El Espíritu de Dios para que el mundo viva
Mario Iceta Gavicagogeascoa (Arzobispo de Burgos)
Queridos hermanos y hermanas:
«El Espíritu Santo, a quien el Padre enviará en mi nombre, os enseñará todo y os recordará todo lo que yo os he dicho» (Jn 14, 26). Este es el anuncio esperado, el legado que nos abre a la esperanza, la promesa eterna de sabernos amados hasta el extremo.
Con la venida del Espíritu Santo, quien coopera con el Padre y el Hijo desde el comienzo de la historia hasta su consumación, celebramos en la Iglesia la solemnidad de Pentecostés. Hoy vuelve a cumplirse la promesa de Cristo a los apóstoles, cuando les dio su palabra para dejar grabado en sus corazones que el Padre enviaría al Paráclito con la intención de guiarlos en la misión evangelizadora (cf. Lc 24, 46-49). Estamos, pues, ante una fiesta de plenitud, de gozo, de gracia derramada.

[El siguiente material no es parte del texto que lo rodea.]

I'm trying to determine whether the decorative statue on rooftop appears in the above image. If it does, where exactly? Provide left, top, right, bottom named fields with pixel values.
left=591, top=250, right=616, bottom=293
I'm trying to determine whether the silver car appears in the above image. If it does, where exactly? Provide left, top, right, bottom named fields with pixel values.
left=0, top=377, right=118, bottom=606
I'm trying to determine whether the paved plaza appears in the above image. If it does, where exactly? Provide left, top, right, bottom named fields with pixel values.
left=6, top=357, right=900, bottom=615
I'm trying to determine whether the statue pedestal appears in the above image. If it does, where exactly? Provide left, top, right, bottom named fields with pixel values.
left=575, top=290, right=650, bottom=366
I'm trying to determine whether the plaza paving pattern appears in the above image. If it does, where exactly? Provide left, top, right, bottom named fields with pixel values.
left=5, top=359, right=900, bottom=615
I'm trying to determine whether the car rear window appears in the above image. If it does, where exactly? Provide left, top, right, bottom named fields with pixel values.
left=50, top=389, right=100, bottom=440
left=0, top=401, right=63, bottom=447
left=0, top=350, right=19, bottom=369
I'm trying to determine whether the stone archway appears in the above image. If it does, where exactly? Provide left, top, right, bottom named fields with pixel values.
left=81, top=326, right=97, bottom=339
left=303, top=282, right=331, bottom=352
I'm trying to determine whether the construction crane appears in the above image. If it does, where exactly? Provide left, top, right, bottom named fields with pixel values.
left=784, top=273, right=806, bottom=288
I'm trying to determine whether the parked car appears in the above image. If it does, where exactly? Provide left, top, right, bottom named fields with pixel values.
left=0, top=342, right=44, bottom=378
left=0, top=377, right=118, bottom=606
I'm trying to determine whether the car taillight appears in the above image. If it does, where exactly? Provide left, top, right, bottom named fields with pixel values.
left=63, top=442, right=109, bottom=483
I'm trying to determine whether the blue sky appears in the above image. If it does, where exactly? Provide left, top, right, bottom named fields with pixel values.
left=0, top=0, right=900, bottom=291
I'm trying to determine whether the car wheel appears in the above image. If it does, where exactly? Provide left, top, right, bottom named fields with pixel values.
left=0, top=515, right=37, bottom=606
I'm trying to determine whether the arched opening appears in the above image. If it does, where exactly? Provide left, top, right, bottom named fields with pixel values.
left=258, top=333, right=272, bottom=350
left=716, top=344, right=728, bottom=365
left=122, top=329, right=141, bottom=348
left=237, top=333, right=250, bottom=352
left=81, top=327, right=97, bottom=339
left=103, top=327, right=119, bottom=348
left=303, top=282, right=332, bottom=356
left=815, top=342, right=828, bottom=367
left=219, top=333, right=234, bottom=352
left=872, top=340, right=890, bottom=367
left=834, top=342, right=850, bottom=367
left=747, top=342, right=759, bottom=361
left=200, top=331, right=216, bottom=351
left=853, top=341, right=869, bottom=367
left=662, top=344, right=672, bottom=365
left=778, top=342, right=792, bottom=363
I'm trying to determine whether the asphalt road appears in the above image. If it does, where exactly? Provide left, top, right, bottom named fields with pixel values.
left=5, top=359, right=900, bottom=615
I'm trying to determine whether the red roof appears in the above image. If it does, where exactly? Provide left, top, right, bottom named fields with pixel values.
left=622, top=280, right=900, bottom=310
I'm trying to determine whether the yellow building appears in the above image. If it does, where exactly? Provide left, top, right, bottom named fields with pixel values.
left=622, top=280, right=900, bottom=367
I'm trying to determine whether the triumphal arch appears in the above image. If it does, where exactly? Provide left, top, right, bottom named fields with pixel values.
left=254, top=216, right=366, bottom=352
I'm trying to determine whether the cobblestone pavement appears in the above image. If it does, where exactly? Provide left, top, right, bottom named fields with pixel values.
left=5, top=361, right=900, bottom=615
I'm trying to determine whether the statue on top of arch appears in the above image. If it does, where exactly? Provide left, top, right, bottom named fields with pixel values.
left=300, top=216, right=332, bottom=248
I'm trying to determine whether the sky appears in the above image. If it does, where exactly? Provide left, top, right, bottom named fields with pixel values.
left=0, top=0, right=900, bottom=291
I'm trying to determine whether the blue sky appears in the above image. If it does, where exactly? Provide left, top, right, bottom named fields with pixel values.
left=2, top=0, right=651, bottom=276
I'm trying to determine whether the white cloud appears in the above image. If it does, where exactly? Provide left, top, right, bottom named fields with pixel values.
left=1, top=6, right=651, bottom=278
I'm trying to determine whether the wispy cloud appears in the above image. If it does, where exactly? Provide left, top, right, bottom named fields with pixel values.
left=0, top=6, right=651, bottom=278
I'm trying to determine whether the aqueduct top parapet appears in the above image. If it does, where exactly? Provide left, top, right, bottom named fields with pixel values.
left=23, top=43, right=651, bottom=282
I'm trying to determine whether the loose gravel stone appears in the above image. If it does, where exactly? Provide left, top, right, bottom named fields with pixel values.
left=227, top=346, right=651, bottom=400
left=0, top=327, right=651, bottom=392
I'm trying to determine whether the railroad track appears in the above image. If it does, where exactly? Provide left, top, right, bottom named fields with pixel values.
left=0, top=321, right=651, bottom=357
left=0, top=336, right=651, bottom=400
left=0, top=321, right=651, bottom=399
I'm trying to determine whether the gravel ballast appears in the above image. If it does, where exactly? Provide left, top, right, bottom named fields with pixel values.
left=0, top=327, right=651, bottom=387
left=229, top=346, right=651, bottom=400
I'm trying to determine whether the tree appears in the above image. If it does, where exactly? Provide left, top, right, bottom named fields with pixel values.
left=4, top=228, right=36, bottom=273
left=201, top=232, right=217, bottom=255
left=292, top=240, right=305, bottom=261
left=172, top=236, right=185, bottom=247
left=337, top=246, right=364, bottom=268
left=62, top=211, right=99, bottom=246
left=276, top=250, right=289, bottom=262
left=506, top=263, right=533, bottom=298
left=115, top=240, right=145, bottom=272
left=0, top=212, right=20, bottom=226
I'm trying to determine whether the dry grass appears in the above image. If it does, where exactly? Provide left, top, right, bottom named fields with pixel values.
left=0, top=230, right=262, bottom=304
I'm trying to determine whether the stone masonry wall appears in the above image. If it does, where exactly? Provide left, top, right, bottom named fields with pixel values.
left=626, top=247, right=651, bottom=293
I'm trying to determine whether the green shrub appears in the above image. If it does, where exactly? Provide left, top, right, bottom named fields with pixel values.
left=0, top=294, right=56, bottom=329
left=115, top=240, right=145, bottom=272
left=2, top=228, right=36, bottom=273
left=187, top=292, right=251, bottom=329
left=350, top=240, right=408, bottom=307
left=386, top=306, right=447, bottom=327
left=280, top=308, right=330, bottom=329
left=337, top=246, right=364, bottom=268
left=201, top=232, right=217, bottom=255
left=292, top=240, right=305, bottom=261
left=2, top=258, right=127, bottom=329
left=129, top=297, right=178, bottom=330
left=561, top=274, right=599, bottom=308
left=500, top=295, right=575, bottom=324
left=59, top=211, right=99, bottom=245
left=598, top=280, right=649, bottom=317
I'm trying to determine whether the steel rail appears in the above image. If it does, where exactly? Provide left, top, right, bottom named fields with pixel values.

«Cuando llegó el día de Pentecostés, estaban todos reunidos en el mismo lugar. De repente vino del cielo un ruido, como el de una violenta ráfaga de viento, que llenó toda la casa donde estaban, y aparecieron unas lenguas como de fuego que se repartieron y fueron posándose sobre cada uno de ellos. Todos quedaron llenos del Espíritu Santo» (Hch 2, 1-4). Viento y fuego, así se hace presente el Espíritu de Dios sobre cada uno de nosotros, sus hijos amados, para impregnar nuestras vidas de luz, fuerza y consuelo para transformar el mundo según el corazón del Padre.
Jesús vino a traer fuego sobre la tierra (cf. Lc 12, 49) y a empapar de sentido la existencia, para reconstruir las ruinas de nuestra vida, causadas por la tristeza, el desánimo y la desesperanza. Y hoy, dos mil años más tarde, nos envía por el mundo para derramar su Espíritu a través de los actos concretos de amor y servicio. Él sólo nos pide que le dejemos entrar en nuestro corazón, que le abramos la puerta para lavar lo que nos impide amar y para ser revestidos de su conocimiento y amor.
Los discípulos, cuando estaban en el cenáculo, recibieron la visita del Espíritu para que saliesen al mundo a recorrer los caminos, a impregnar los ojos de esperanza, a sanar los corazones heridos. El Consolador desciende con una misión, que hoy vuelve a grabar en nuestro interior: «No extingáis el Espíritu» (1 Ts 5, 19).
La Iglesia es enviada al mundo y el Espíritu Santo nos invita a olvidarnos de nosotros mismos y volver nuestra mirada a quienes nos rodean. Así «rejuvenece la Iglesia», confesaba el Papa Francisco durante le celebración de Pentecostés del año pasado: «El Espíritu nos libera de obsesionarnos con las urgencias» y «nos invita a recorrer caminos antiguos y siempre nuevos, los del testimonio, la pobreza y la misión, para liberarnos de nosotros mismos y enviarnos al mundo», señalaba, dejando muy presente que esta es la riqueza de la Iglesia.
El apostolado de los laicos adquiere, una vez más, un papel muy importante en esta tarea de ir por el mundo, como discípulos misioneros, a dar testimonio del Evangelio (cf. Mc 16, 15-20), participando de la vida de Cristo. Por eso hoy celebramos este apostolado laical y el día de la Acción Católica. Si el Espíritu Santo irrumpió en la historia para derrotar la desesperanza, ¡cuánta es la confianza que pone el Padre en nosotros para seguir sembrando el Reino de Dios en nuestro mundo!
Le pedimos a la Virgen María, Esposa del Espíritu Santo, que nos enseñe a ser ese tabernáculo que vela y custodia la obra más valiosa, para que seamos capaces de ver al Señor en cada rostro necesitado, y no haga falta, siquiera, que Jesús tenga que mostrarnos sus manos y su costado.
Hoy, en medio de tanto ruido, escuchamos cómo Jesús viene a nuestro encuentro y, antes de soplar la brisa apacible del Espíritu, nos anuncia su paz y nos dice: no temáis, como el Padre me envió, también os envío yo (cf. Jn 20, 21).
Con gran afecto, os deseo un feliz día de Pentecostés.